15/02/2019

Approfondimento sulle criticità nel riconoscimento dei crediti per la formazione degli ASPP/RSPP.

Dovendosi aggiornare sia come RSPP che come formatore qualificato in materia di salute e sicurezza sul lavoro, la frequenza di un corso di aggiornamento di 40 ore per RSPP è valida anche come aggiornamento per la qualifica di formatore?

L’aggiornamento dei formatori è regolamentato dal D.I. 6/3/2013 secondo il quale:

“Ai fini dell’aggiornamento professionale, il formatore-docente è tenuto con cadenza triennale, alternativamente:

 - alla frequenza, per almeno 24 ore complessive nell’area tematica di competenza, di seminari, convegni specialistici, corsi di aggiornamento, organizzati dai soggetti di cui all’articolo 32, comma 4, del d. lgs. n. 81/2008 s.m.i.. Di queste 24 ore almeno 8 ore devono essere relative a corsi di aggiornamento;

- ad effettuare un numero minimo di 24 ore di attività di docenza nell’area tematica di competenza”,

Quindi l’aggiornamento stesso deve essere svolto per ciascuna delle aree tematiche (normativa/giuridica/organizzativa, rischi tecnici/igienico-sanitari e relazioni/comunicazione) e che, se per lo stesso si è scelto di frequentare dei corsi questi devono avere la durata di 24 ore per ognuna delle aree tematiche per un totale complessivo quindi, per tutte le aree, di 72 ore.

L’aggiornamento degli RSPP, è stato invece regolamentato con il punto 9 dello stesso Accordo Stato Regioni del 7/7/2016 secondo il quale è necessario frequentare nel quinquennio un corso della durata minima di 40 ore avente un contenuto che deve vertere sulle seguenti precise tematiche indicate nello stesso Accordo:

- aspetti giuridico-normativi e tecnico-organizzativi;

- sistemi di gestione e processi organizzativi;

- fonti di rischio specifiche dell'attività lavorativa o del settore produttivo dove viene esercitato il ruolo compresi quelli riguardanti gruppi di lavoratori esposti a rischi particolari, quelli collegati allo stress lavoro-correlato, quelli riguardanti le lavoratrici in stato di gravidanza, nonché quelli connessi alle differenze di genere, all'età, alla provenienza da altri Paesi e quelli connessi alla specifica tipologia contrattuale attraverso cui viene resa la prestazione di lavoro,

- tecniche di comunicazione, volte all'informazione e formazione dei lavoratori in tema di promozione della salute e della sicurezza nei luoghi di lavoro.

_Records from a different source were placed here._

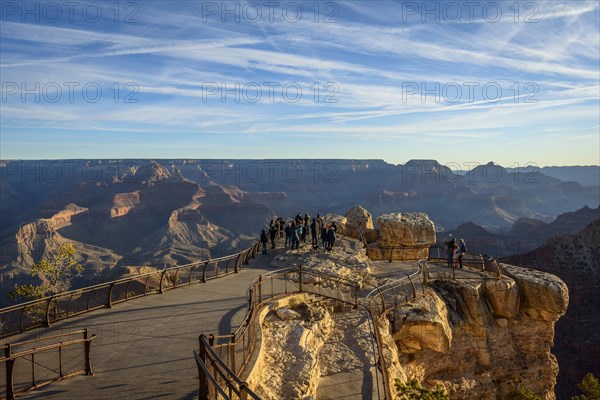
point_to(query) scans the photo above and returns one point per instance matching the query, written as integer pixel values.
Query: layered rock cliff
(480, 339)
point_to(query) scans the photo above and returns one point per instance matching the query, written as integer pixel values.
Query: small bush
(412, 390)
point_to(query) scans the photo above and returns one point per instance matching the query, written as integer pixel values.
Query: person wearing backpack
(330, 238)
(450, 251)
(288, 235)
(264, 240)
(462, 249)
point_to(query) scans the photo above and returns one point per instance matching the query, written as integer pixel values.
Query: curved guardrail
(220, 364)
(481, 262)
(43, 312)
(386, 298)
(23, 367)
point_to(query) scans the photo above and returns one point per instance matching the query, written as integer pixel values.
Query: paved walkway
(144, 346)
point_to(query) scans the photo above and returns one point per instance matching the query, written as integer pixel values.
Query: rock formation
(405, 236)
(358, 220)
(482, 339)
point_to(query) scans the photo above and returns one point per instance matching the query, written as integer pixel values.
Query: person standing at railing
(450, 244)
(264, 240)
(330, 238)
(462, 249)
(295, 234)
(280, 224)
(273, 235)
(288, 234)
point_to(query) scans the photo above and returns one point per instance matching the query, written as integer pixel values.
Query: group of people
(297, 230)
(455, 251)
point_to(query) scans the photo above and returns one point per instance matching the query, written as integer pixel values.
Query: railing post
(231, 348)
(244, 391)
(10, 364)
(238, 262)
(60, 360)
(109, 300)
(202, 378)
(88, 353)
(204, 271)
(162, 276)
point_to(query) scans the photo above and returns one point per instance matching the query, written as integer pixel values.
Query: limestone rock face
(544, 296)
(358, 219)
(423, 324)
(409, 229)
(484, 339)
(402, 237)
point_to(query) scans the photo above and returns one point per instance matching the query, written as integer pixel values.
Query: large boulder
(340, 222)
(358, 220)
(403, 237)
(408, 229)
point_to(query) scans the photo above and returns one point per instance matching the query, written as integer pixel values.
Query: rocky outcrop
(339, 220)
(358, 220)
(123, 203)
(403, 237)
(482, 339)
(576, 260)
(408, 229)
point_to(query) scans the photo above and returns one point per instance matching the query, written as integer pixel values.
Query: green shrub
(413, 390)
(589, 388)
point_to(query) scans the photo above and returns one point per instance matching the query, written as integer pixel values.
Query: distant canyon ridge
(125, 214)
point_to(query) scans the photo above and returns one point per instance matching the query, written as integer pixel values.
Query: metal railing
(25, 368)
(220, 364)
(387, 298)
(43, 312)
(481, 262)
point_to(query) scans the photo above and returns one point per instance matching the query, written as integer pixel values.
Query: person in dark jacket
(264, 240)
(288, 235)
(330, 238)
(450, 250)
(313, 233)
(462, 249)
(324, 237)
(295, 236)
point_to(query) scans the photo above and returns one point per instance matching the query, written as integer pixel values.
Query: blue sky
(512, 82)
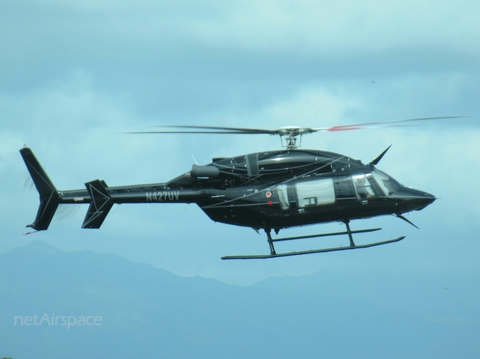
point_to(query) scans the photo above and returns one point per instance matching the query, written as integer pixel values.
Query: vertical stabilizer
(49, 197)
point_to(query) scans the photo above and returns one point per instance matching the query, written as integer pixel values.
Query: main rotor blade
(291, 131)
(394, 123)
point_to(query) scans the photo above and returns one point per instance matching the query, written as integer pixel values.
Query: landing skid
(349, 232)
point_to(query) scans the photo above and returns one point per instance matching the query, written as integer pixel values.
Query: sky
(74, 76)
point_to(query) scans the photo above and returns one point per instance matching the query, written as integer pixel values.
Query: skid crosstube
(324, 250)
(349, 232)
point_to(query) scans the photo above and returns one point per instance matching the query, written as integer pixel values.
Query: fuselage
(277, 189)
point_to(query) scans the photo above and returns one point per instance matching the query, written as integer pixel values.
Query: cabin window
(282, 192)
(387, 184)
(315, 193)
(363, 186)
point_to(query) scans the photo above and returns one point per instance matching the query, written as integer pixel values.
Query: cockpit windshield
(388, 185)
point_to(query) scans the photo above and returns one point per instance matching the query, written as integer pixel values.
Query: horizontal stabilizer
(100, 204)
(49, 197)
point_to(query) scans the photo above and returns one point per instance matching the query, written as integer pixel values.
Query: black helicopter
(269, 190)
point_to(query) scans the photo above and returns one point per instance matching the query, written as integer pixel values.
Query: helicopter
(269, 190)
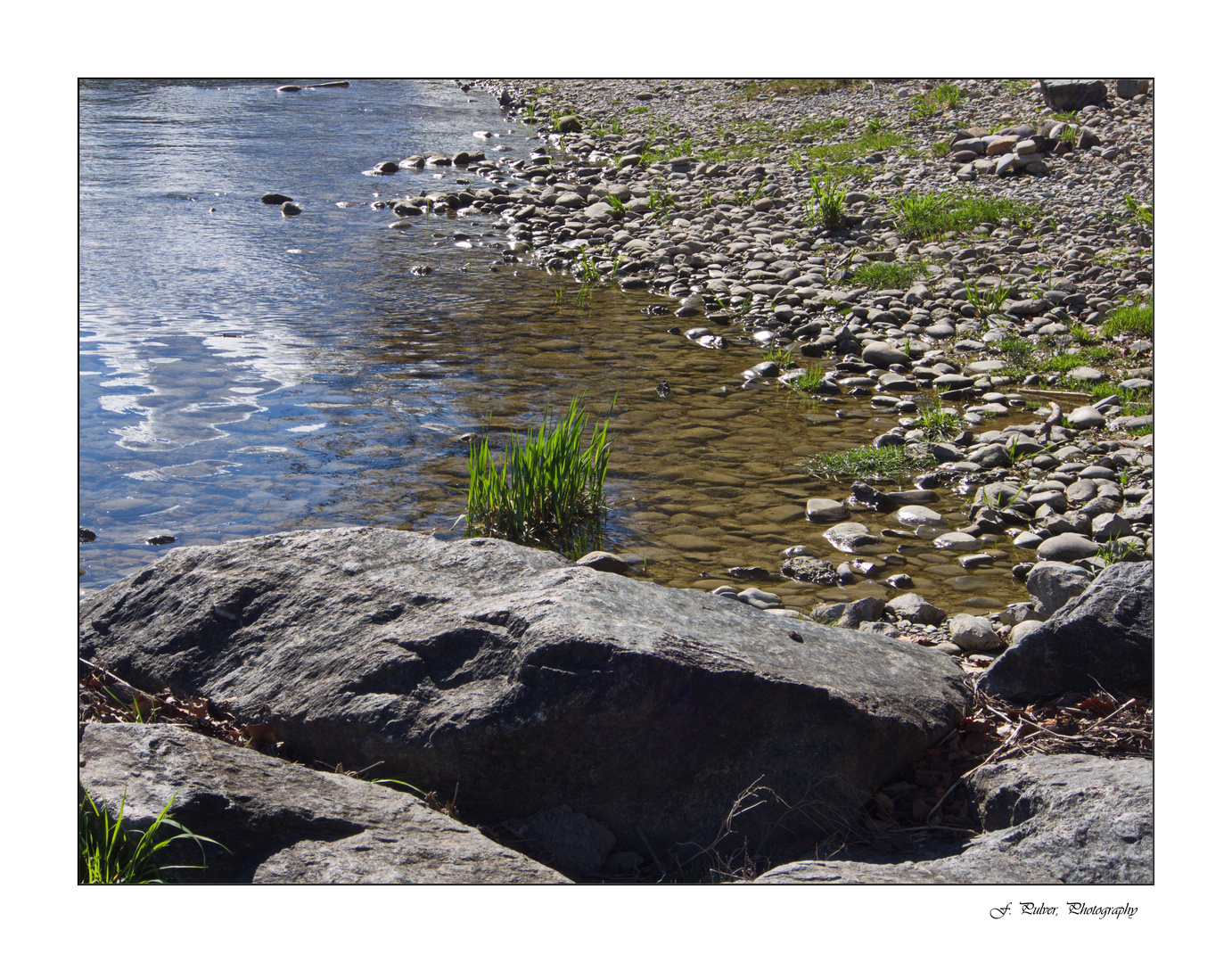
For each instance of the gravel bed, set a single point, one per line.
(952, 251)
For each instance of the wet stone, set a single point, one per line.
(918, 515)
(825, 509)
(805, 569)
(957, 540)
(850, 535)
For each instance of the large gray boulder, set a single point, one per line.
(528, 682)
(1054, 583)
(1047, 819)
(1104, 637)
(283, 823)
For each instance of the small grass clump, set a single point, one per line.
(1138, 319)
(945, 96)
(986, 302)
(889, 274)
(1141, 213)
(1134, 402)
(932, 215)
(548, 490)
(938, 424)
(809, 381)
(867, 460)
(110, 853)
(825, 205)
(779, 355)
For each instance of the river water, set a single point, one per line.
(242, 373)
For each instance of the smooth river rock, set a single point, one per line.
(1102, 638)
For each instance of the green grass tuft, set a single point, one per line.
(937, 424)
(945, 96)
(896, 460)
(110, 853)
(1129, 321)
(932, 215)
(825, 205)
(889, 274)
(548, 490)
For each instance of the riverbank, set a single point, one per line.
(952, 253)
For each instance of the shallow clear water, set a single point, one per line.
(242, 373)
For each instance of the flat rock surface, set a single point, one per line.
(524, 681)
(284, 823)
(1048, 819)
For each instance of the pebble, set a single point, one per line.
(973, 633)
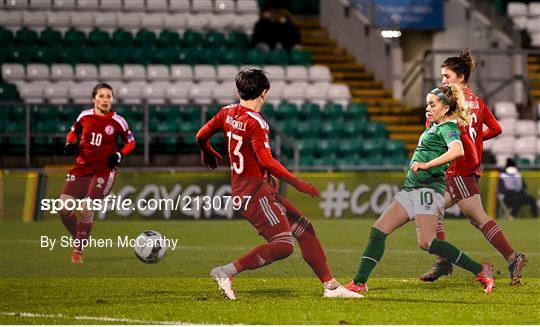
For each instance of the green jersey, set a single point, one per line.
(432, 144)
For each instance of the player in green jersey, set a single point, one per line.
(422, 196)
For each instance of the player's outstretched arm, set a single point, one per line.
(264, 156)
(455, 151)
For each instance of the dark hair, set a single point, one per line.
(101, 86)
(462, 65)
(251, 83)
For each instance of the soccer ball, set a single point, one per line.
(150, 246)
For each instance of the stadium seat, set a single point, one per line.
(318, 93)
(86, 72)
(133, 72)
(88, 5)
(110, 72)
(153, 21)
(525, 127)
(37, 72)
(339, 93)
(508, 126)
(505, 109)
(181, 73)
(13, 72)
(319, 74)
(204, 73)
(178, 92)
(57, 93)
(295, 92)
(61, 72)
(226, 73)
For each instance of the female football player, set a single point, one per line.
(422, 196)
(464, 173)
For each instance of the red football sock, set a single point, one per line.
(70, 221)
(265, 254)
(83, 231)
(311, 247)
(493, 233)
(441, 235)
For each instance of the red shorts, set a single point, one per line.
(270, 213)
(462, 187)
(89, 182)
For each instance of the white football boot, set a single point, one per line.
(224, 282)
(341, 292)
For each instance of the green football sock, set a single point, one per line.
(454, 255)
(373, 253)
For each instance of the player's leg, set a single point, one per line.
(99, 186)
(426, 226)
(393, 217)
(273, 226)
(312, 251)
(75, 187)
(473, 209)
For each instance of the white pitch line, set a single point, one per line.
(88, 318)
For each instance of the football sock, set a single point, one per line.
(311, 249)
(441, 235)
(83, 231)
(229, 269)
(372, 254)
(70, 222)
(493, 233)
(454, 255)
(262, 255)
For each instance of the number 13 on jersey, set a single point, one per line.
(237, 167)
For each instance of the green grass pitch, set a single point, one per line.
(39, 286)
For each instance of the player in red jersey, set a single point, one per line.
(463, 175)
(93, 138)
(275, 218)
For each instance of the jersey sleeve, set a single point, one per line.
(450, 133)
(493, 126)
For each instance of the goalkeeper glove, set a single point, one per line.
(114, 159)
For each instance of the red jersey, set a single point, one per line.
(246, 133)
(99, 136)
(473, 137)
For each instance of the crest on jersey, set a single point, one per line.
(109, 129)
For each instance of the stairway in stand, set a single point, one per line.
(402, 123)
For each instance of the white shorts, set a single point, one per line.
(422, 201)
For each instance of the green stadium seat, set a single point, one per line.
(6, 36)
(50, 37)
(8, 92)
(145, 38)
(309, 111)
(45, 54)
(98, 37)
(74, 37)
(254, 57)
(327, 147)
(214, 40)
(168, 39)
(299, 57)
(26, 36)
(192, 39)
(70, 54)
(376, 130)
(232, 57)
(355, 111)
(121, 38)
(237, 40)
(277, 57)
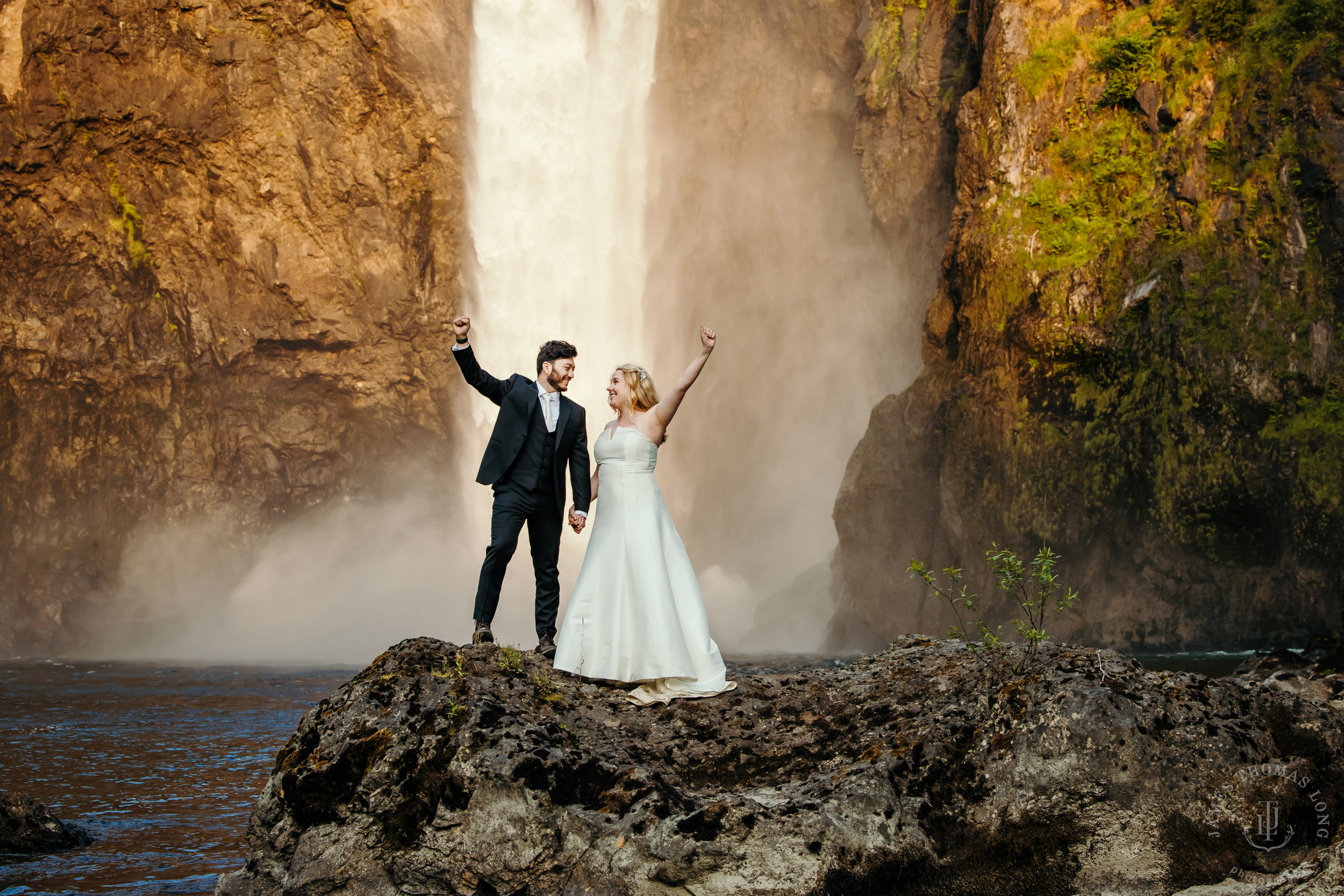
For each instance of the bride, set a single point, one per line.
(636, 613)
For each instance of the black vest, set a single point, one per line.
(534, 468)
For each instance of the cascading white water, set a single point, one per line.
(555, 209)
(555, 199)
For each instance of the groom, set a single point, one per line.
(537, 433)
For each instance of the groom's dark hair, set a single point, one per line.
(554, 351)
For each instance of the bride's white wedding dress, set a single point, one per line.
(636, 613)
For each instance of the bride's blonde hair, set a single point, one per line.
(644, 394)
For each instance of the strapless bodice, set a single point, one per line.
(628, 450)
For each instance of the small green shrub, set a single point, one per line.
(1034, 587)
(1221, 20)
(1125, 60)
(456, 672)
(546, 688)
(511, 660)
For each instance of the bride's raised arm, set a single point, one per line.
(666, 410)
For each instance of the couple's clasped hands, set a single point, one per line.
(577, 520)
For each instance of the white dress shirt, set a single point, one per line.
(550, 406)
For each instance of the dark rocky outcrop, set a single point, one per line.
(1133, 355)
(27, 827)
(466, 770)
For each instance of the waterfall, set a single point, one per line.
(555, 210)
(557, 191)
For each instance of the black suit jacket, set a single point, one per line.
(517, 399)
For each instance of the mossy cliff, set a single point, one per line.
(1133, 354)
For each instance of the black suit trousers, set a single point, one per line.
(512, 508)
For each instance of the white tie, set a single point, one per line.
(550, 410)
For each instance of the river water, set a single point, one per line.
(160, 763)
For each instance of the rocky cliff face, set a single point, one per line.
(1133, 353)
(230, 235)
(468, 770)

 Con l’Accordo del 7/7/2018, inoltre, secondo quanto precisato nella sua premessa, si è voluto anche dare attuazione alle semplificazioni volute dal D.L. n. 69/2013 (decreto del fare), convertito con la legge n. 98/2013, con il quale il legislatore ha voluto affidare alla Conferenza Stato Regioni l’individuazione di crediti da riconoscere in caso di percorsi formativi i cui contenuti, in tutto o in parte, si sovrappongono tra di loro. Nell’ambito di tali crediti, al punto 9, è stato stabilito che:

Ai fini dell'aggiornamento per RSPP e ASPP, la partecipazione a corsi di aggiornamento per formatore per la sicurezza sul lavoro, ai sensi del decreto interministeriale 6 marzo 2013, è da ritenersi valida e viceversa”.

La conclusione che si può trarre è che individuando delle sovrapposizioni nella formazione dei vari operatori di sicurezza e fissando un sistema di crediti formativi con il solo fine sostanzialmente di ridurre le ore da dedicare alla formazione stessa fa capire, in definitiva, quanta poca importanza viene data all’istituto della formazione in materia di salute e sicurezza sul lavoro che invece è posta alla base della prevenzione e che non può essere generalizzata  ma deve essere mirata agli specifici obiettivi di sicurezza che si intende raggiungere.